Fix_Homer <- str_c(Fix_Homer[2], Fix_Homer[1], sep = " ")
Fix_Homer
## [1] "Homer Simpson"
# Combine the ones that were already good to the ones that needed to be fixed into a new vector
The_Simpsons <- c(good_names, Fix_Burns, Fix_Homer)
The_Simpsons
## [1] "Moe Szyslak"          "Rev. Timothy Lovejoy" "Ned Flanders"        
## [4] "Dr. Julius Hibbert"   "C. Montgomery Burns"  "Homer Simpson"

# 2.

The_Simpsons
## [1] "Moe Szyslak"          "Rev. Timothy Lovejoy" "Ned Flanders"        
## [4] "Dr. Julius Hibbert"   "C. Montgomery Burns"  "Homer Simpson"
Check_for_Title <- str_detect(The_Simpsons, "[[:alpha:]]{2,}\\.")
Check_for_Title
## [1] FALSE  TRUE FALSE  TRUE FALSE FALSE

Two Simpsons characters from this vector have titles, Rev. Timothy Lovejoy and Dr. Julius Hibbert

# 3.

The_Simpsons
## [1] "Moe Szyslak"          "Rev. Timothy Lovejoy" "Ned Flanders"        
## [4] "Dr. Julius Hibbert"   "C. Montgomery Burns"  "Homer Simpson"
Check_for_Secondary_Name <- str_detect(The_Simpsons, "[A-Z]\\.{1}")
Check_for_Secondary_Name
## [1] FALSE FALSE FALSE FALSE  TRUE FALSE

There is only one Simpsons character with a second name, C. Montgomery Burns. The C. stands for Charles

4.

# 1.

# [0-9]+\\$ shows a numerical value from numbers 0 to 9 that are followed by a $.

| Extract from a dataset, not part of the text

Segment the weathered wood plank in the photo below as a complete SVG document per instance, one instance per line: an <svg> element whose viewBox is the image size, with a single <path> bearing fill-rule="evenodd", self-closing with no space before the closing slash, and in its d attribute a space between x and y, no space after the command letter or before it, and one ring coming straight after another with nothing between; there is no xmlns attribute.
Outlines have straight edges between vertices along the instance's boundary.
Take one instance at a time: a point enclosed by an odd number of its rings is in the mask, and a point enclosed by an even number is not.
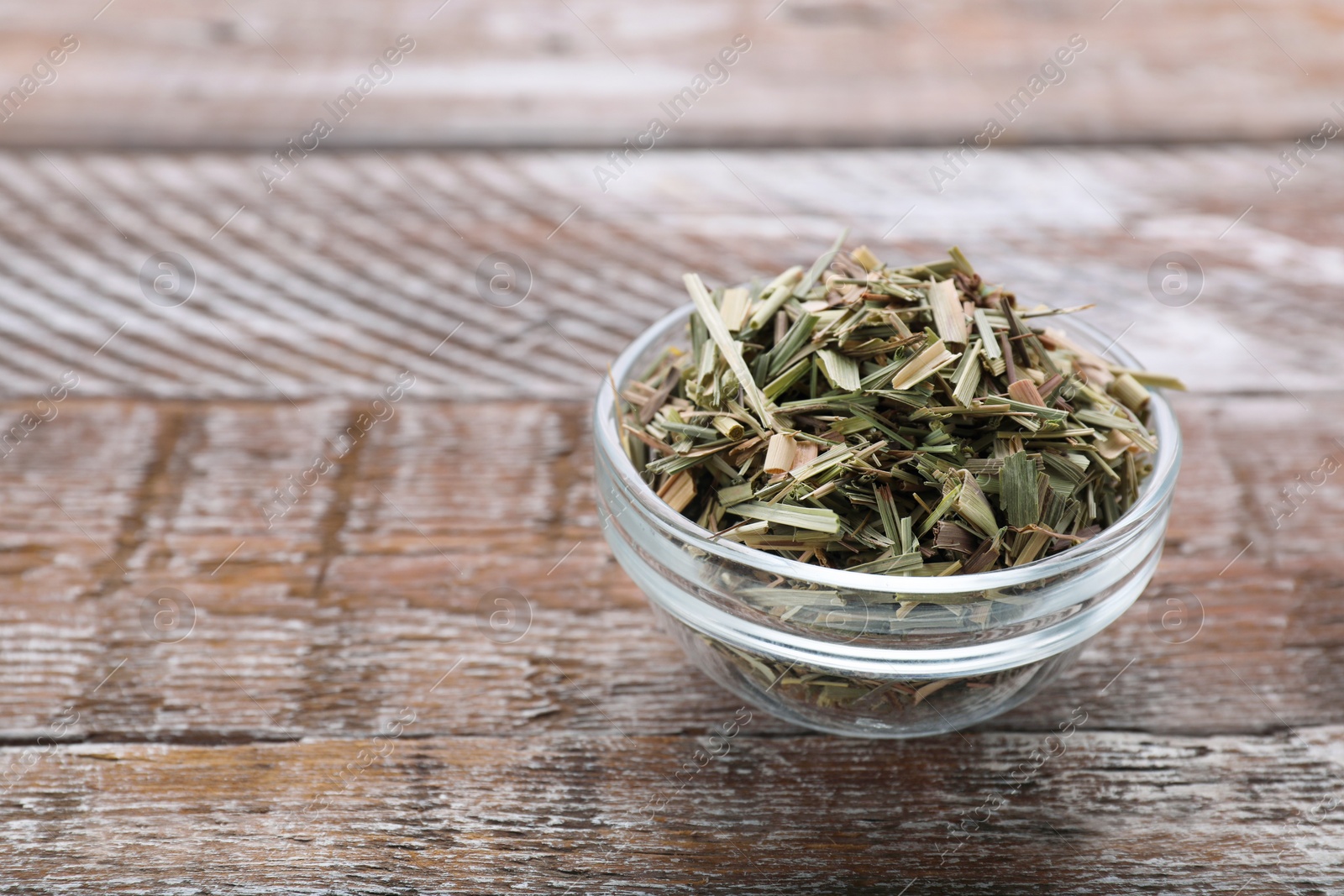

# Example to show the ones that match the regular expression.
Example1_vector <- c('123456789$', '123456789', 'Hello World', '1$', '789$')
Example1 <- str_extract(Example1_vector, "[0-9]+\\$")
Example1
## [1] "123456789$" NA           NA           "1$"         "789$"

# 2.

# \\b[a-z]{1,4}\\b shows letters from a to z that are lowercased and range from length 1 to 4.

# Example to show the ones that match the regular expression. 
Example2_vector <- c('DATA', 'data', '0000', 'Example two', 'Simpsons')
Example2 <- str_extract(Example2_vector, "\\b[a-z]{1,4}\\b")
Example2
## [1] NA     "data" NA     "two"  NA

# 3.

# .*?\\.txt$ shows any string of characters that end in .txt.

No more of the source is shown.